So Mrs. Ito asked a neighbor in the opposite building for a favor. Could she, once a day, look across the greenery separating their apartments and gaze up at Mrs. Ito’s window?

Every evening around 6 p.m., before retiring for the night, Mrs. Ito closed the paper screen in the window. Then in the morning, after her alarm woke her at 5:40 a.m., she slid the screen back open.

“If it’s closed,” Mrs. Ito told her neighbor, “it means I’ve died.”

1 comment:

G. Verloren said...

We have the means to solve these kinds of problems. We just seem to lack the will.

We know what the fix to isolation is - engagement with other people. But our social and governmental systems simply aren't designed to help that happen. People grow old, their loved ones die off, and the expectation seems to be that we just leave them to their own devices, presumably because it's the cheapest, easiest solution.

But we could be doing so much more to combat things like this, if we only so chose.

We could be building communities designed specifically to promote sociality and engagement among the elderly. And not just the sad current state of affairs of "retirement homes", where people simply get sent to await their demises among other doomed invalids.

We need actual full blown communities, populated by people of all ages, where the elderly can be an active part of real life. We need housing developments with shared communal spaces, where the elderly can have regular, healthy interactions with a broad variety of people who are their neighbors. We need to promote a place for them within these community, letting them both receive and provide community benefits.

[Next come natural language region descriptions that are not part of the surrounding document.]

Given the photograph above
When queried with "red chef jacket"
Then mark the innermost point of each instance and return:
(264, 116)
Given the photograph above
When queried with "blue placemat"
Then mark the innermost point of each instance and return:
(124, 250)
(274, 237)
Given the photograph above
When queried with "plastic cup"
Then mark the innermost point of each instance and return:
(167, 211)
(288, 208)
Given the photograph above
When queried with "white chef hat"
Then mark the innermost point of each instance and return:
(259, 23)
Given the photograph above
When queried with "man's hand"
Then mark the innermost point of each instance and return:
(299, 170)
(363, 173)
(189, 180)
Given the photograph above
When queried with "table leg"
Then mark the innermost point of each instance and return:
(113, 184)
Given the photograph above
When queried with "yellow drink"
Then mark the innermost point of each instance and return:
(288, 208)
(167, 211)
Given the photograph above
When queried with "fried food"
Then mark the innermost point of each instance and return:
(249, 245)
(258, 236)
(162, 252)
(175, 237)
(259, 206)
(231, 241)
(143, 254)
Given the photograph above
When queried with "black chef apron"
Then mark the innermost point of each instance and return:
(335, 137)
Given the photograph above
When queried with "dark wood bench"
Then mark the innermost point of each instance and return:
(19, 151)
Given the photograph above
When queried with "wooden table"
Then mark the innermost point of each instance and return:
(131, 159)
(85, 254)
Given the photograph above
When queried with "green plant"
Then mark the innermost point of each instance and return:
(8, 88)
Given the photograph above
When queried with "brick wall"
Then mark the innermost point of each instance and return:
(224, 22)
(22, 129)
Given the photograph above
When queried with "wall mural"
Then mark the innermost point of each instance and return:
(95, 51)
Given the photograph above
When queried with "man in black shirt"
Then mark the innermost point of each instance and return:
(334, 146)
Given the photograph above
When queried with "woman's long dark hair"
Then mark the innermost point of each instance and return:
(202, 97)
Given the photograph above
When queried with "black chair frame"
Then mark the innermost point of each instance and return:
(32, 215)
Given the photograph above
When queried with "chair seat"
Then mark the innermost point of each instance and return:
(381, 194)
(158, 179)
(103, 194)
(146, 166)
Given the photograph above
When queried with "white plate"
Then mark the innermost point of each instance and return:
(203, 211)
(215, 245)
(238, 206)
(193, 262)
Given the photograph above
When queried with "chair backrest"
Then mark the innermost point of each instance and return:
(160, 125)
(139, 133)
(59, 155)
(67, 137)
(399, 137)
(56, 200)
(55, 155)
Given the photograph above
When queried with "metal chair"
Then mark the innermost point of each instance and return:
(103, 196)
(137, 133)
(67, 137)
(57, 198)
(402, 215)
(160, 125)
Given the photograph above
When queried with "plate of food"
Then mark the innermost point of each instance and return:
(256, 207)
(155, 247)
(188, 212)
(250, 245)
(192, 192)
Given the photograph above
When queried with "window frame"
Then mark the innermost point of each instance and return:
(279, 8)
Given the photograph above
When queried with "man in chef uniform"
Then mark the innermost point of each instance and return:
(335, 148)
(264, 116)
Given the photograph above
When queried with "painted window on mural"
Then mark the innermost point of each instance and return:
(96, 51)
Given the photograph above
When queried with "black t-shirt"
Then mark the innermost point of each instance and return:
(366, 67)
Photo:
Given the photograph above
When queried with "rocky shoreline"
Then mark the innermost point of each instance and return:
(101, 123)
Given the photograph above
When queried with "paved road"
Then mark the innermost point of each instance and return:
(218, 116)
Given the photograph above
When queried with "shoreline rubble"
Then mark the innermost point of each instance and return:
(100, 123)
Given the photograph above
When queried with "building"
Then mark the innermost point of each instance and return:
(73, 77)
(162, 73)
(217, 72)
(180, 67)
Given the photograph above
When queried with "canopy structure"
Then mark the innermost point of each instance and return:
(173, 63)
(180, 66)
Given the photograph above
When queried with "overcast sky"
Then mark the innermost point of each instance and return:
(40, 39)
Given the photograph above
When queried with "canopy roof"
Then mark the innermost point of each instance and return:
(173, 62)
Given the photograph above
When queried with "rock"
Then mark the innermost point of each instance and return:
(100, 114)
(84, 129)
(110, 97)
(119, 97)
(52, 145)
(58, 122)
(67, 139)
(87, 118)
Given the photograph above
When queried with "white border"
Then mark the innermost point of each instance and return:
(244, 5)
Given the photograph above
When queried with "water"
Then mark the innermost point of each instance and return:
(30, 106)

Imagine an apartment complex which incentivizes and facilitates young people interacting with their elderly neighbors every day. Imagine it giving people like students and single parents discounted rents in exchange for volunteering their time to help with community efforts and events. Imagine it having a nice communal dining hall and kitchen, where people congregate to share meals and socialize. Imagine it having a daycare center where the elderly residents can volunteer their time and childrearing expertise, keeping them engaged while also saving their young neighbors time, stress, and money having to get daycare elsewhere. Imagine it having a communal library where the elderly can read to the children, and a garden where they can grow flowers or food for the kitchens, and a media room where the whole community can watch films, play music, work on crafts and hobbies...

These are are things that we can and should be doing. We've got tons of elderly people who are bored and lonely, and we've got tons of young people who are overworked and inexperienced. We need symbiosis between these different groups. It would help in so many ways, and probably even save money and resources in the end.